Habitat’s disaster response initiatives span ASIA/PACIFIC REGION
Habitat for Humanity continues to help rebuild homes and lives after September 2009’s series of disasters in the Asia/Pacific region.
In earthquake-ravaged Sumatra, Indonesia, Habitat was the first non-governmental organization to receive government approval for the construction of core houses, or small but well-constructed permanent structures that provide the option of further expansion in the future. Habitat Indonesia plans to build an initial 200 houses in the village of Pasa Bali Kudu, about 120 kilometers (75 miles) from the provincial capital of Padang. In West Java, Habitat Indonesia expects to host its first Global Village team of volunteers from Singapore. Habitat plans to build 1,000 earthquake-resistant core houses with latrines and schools in one year.
In the next phase of Habitat’s response to Typhoon Ketsana, Habitat Philippines has distributed 300 house repair kits in Malanday, Marikina City and Metro Manila. Habitat Philippines also plans to create 2,000 transitional shelters and, in the longer term, 4,000 core houses. Habitat home partners from the former BASECO shipyard site in Manila have helped build steel-framed toilets in evacuation centers.

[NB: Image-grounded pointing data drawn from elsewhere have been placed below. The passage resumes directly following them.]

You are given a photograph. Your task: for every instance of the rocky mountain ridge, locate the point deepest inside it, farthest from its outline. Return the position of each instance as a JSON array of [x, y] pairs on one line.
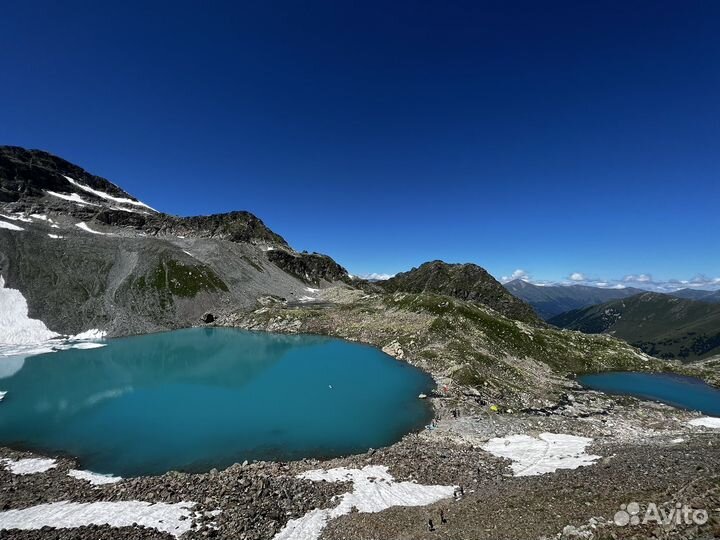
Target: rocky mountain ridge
[[86, 254], [551, 300], [659, 324], [463, 281]]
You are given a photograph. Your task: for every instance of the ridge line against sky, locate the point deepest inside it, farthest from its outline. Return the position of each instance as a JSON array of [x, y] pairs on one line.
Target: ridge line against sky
[[637, 281], [545, 136]]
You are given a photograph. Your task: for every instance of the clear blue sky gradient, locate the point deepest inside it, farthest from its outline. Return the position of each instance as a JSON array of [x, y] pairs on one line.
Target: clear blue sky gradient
[[556, 137]]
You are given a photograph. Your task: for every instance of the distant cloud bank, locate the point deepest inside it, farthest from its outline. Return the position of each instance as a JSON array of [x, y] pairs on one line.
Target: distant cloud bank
[[640, 281], [376, 277]]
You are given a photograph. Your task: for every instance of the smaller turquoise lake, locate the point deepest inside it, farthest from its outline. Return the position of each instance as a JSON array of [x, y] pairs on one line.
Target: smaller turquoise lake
[[200, 398], [675, 390]]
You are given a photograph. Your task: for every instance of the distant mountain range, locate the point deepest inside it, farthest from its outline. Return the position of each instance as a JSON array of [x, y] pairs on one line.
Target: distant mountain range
[[659, 324], [712, 297], [549, 301]]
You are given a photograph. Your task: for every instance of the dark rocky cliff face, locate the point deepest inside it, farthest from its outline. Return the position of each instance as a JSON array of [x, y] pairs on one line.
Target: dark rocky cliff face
[[464, 281], [29, 178], [310, 267], [31, 173], [86, 254]]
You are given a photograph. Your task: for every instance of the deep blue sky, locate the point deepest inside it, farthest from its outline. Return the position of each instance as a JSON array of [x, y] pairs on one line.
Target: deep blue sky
[[555, 137]]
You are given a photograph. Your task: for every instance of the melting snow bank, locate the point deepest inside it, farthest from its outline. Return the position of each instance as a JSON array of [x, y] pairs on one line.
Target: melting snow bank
[[95, 479], [16, 328], [21, 335], [374, 490], [107, 196], [29, 465], [706, 421], [549, 452], [10, 226], [174, 519]]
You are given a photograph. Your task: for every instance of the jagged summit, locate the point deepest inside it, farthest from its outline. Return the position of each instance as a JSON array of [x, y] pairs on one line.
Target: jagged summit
[[37, 182], [86, 254], [34, 173], [464, 281]]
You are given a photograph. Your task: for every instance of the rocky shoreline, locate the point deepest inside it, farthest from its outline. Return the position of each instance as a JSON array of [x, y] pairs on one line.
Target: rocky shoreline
[[648, 453], [641, 452]]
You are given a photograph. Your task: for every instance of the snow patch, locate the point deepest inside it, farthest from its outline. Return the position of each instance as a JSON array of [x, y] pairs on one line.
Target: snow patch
[[107, 196], [16, 328], [16, 217], [88, 335], [706, 421], [10, 226], [95, 479], [374, 490], [548, 453], [72, 197], [84, 226], [21, 336], [174, 518], [29, 465]]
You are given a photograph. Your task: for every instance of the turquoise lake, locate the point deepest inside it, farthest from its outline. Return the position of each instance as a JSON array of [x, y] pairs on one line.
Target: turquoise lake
[[676, 390], [200, 398]]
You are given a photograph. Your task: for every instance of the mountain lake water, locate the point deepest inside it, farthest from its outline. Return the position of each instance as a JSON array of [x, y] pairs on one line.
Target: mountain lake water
[[200, 398], [676, 390]]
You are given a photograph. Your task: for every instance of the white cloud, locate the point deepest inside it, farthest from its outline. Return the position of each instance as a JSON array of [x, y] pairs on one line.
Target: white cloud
[[517, 274], [374, 276]]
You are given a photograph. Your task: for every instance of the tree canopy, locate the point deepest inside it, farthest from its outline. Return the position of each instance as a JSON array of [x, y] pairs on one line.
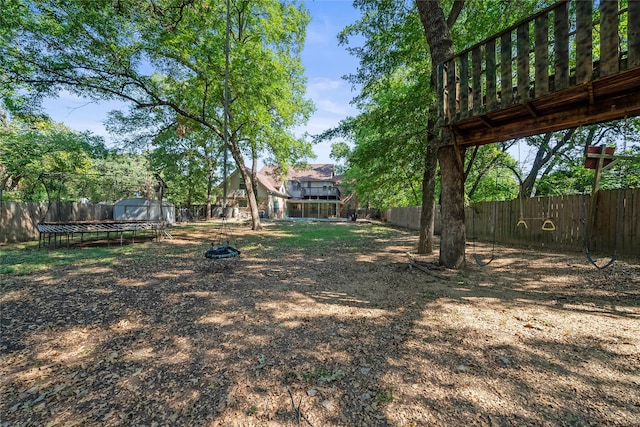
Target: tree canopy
[[167, 59]]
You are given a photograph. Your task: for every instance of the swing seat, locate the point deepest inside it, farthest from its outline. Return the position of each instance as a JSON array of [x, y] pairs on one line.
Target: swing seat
[[548, 225], [220, 252]]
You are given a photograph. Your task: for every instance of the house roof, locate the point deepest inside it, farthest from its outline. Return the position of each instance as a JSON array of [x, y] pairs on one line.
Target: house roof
[[316, 172], [269, 182]]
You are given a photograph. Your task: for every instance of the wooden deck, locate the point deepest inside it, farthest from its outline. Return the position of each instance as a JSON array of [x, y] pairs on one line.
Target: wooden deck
[[574, 63]]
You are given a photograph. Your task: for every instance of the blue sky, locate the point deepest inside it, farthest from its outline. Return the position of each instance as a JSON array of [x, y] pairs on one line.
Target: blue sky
[[325, 64]]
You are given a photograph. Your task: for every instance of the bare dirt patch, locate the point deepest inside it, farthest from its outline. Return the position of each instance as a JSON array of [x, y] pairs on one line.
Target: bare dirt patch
[[338, 333]]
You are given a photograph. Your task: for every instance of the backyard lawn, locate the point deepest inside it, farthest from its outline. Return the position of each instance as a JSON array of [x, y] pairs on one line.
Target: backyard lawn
[[314, 324]]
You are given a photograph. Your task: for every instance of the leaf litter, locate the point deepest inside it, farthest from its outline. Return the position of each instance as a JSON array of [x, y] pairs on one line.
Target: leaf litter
[[349, 334]]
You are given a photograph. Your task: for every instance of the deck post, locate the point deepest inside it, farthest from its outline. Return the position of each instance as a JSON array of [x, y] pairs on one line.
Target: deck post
[[490, 73], [561, 43], [541, 52], [584, 42], [633, 18], [609, 44], [523, 62], [506, 57], [476, 67]]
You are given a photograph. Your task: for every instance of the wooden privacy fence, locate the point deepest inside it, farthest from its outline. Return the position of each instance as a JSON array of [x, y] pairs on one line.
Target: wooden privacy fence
[[566, 216]]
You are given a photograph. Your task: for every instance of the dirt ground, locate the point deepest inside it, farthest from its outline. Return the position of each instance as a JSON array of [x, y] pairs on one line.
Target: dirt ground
[[335, 334]]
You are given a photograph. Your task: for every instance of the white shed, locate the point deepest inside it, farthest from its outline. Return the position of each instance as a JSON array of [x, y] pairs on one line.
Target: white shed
[[139, 209]]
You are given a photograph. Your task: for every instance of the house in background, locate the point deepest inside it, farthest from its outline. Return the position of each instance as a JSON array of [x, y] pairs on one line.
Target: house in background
[[314, 192]]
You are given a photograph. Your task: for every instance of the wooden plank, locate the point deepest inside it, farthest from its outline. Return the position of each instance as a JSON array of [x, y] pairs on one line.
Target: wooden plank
[[634, 220], [541, 52], [523, 62], [506, 67], [584, 41], [476, 67], [490, 61], [440, 86], [634, 33], [561, 46], [451, 88], [609, 44], [572, 116], [464, 85]]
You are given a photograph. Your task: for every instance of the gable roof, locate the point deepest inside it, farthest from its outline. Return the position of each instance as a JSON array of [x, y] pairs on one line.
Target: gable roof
[[316, 172]]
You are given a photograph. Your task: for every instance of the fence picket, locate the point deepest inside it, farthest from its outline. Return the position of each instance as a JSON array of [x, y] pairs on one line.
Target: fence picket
[[566, 213]]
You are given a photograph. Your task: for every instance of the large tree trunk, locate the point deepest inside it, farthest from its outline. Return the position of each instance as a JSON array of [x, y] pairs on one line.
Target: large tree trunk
[[253, 202], [427, 215], [452, 239]]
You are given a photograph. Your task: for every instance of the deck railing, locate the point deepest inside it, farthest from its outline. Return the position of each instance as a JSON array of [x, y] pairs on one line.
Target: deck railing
[[571, 43]]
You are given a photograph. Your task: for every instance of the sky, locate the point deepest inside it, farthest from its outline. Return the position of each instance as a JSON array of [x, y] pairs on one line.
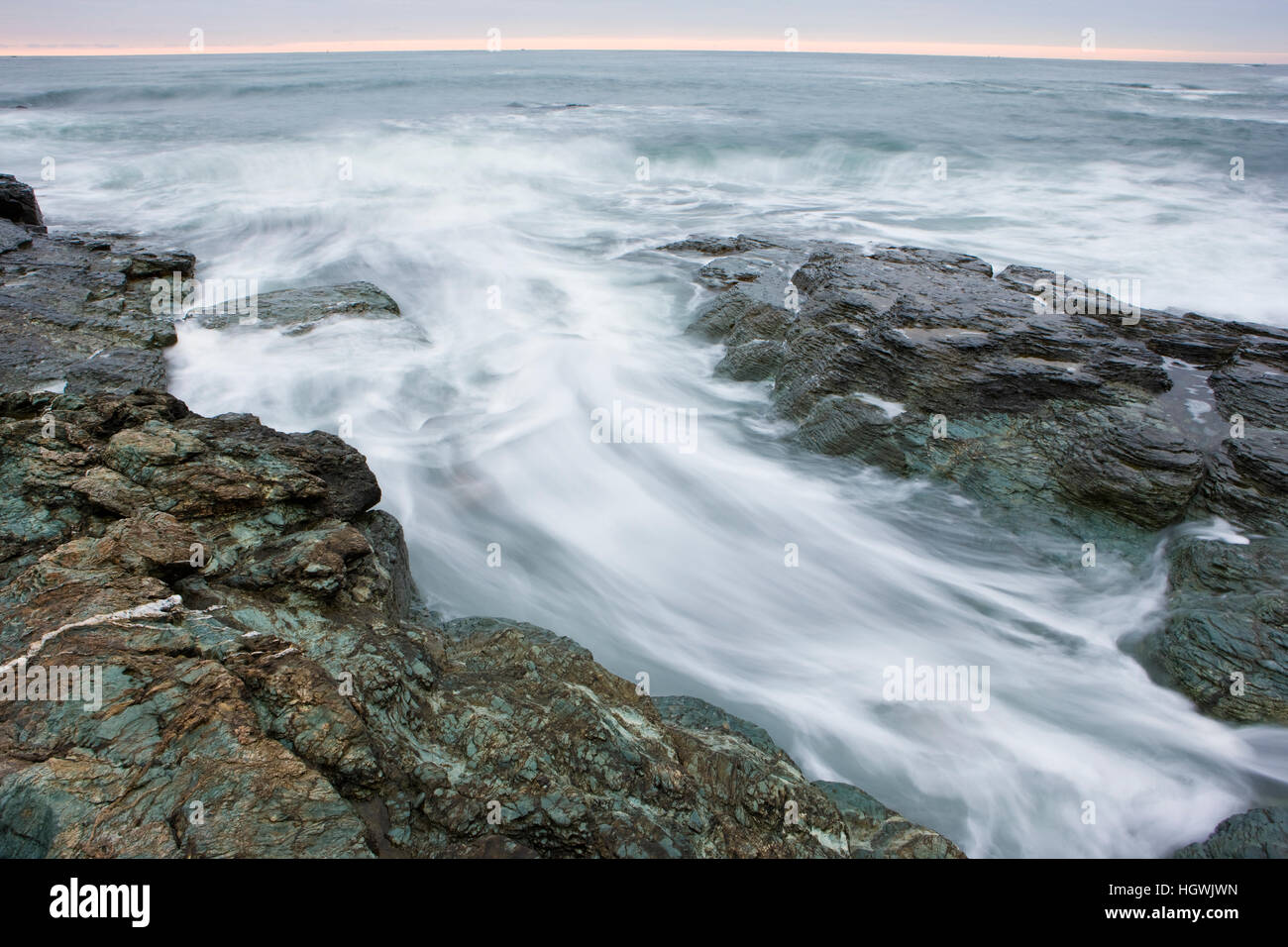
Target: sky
[[1168, 30]]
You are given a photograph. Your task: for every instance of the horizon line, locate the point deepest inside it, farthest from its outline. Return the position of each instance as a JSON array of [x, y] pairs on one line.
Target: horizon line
[[601, 44]]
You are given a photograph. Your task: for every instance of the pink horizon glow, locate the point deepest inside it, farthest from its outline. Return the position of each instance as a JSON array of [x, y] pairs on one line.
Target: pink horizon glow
[[684, 44]]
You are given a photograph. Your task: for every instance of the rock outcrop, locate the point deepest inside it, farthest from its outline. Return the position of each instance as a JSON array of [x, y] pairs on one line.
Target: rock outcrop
[[1256, 834], [210, 643], [1047, 401]]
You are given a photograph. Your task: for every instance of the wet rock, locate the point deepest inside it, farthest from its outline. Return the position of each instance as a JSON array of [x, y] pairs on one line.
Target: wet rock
[[18, 202], [1051, 407], [76, 317], [268, 667], [296, 312], [877, 831], [1256, 834]]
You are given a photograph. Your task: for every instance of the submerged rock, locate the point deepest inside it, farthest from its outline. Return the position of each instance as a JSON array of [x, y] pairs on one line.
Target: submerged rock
[[296, 312], [1256, 834], [270, 684], [1067, 406], [77, 313]]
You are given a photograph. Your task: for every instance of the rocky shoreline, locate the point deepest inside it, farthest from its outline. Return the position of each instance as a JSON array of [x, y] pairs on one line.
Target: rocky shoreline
[[258, 676], [273, 684], [1115, 427], [1056, 406]]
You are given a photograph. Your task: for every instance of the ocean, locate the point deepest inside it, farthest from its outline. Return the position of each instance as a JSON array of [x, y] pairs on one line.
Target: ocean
[[510, 202]]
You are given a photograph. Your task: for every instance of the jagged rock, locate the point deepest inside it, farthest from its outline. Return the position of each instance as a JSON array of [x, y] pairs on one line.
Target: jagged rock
[[18, 202], [300, 311], [1068, 408], [268, 667], [1256, 834], [877, 831]]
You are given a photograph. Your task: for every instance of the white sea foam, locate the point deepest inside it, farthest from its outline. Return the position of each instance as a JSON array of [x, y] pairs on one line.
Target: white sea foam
[[475, 418]]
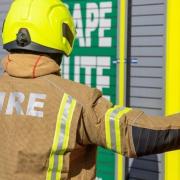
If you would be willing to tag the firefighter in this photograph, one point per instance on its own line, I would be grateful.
(50, 127)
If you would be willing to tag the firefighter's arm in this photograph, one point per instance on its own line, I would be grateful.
(129, 132)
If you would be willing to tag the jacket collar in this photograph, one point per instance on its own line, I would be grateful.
(29, 65)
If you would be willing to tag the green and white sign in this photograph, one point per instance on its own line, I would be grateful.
(92, 61)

“I am really thankful for the training I got from Habitat,” says Alex Acampado, one of the helpers whose own home was constructed with steel-frame technology. “Through my work, I am able to provide for my family and also help others in need.”
In Vietnam, which was also badly affected by Typhoon Ketsana, Habitat received funding from Exxon Mobil and cement manufacturer Holcim to support its disaster response effort. Another 400 families will be served through roof repairs. Habitat Vietnam earlier received a US$100,000 grant from the United Nations Office of the Coordination of Humanitarian Affairs that will be used to provide roofing materials for 600 families in flood-hit Quang Nam province.
In tsunami-hit Samoa, an initial team of 10 volunteers mobilized by Habitat New Zealand is building a Habitat Resource Center in the village of Lepa and has renovated a church hall for accommodating volunteers. Under a partnership with the Samoan government, Habitat New Zealand will build 350 traditional houses, called fale, in Lepa, as well as in the villages of Saleapaga and Falealili.
Meanwhile, Habitat India has committed to helping rebuild homes after the states of Andhra Pradesh and Karnataka were hit by the worst floods in 100 years. The current target is to repair or renovate 3,000 houses, build 3,000 permanent houses, and provide water and sanitation services to 1,000 families.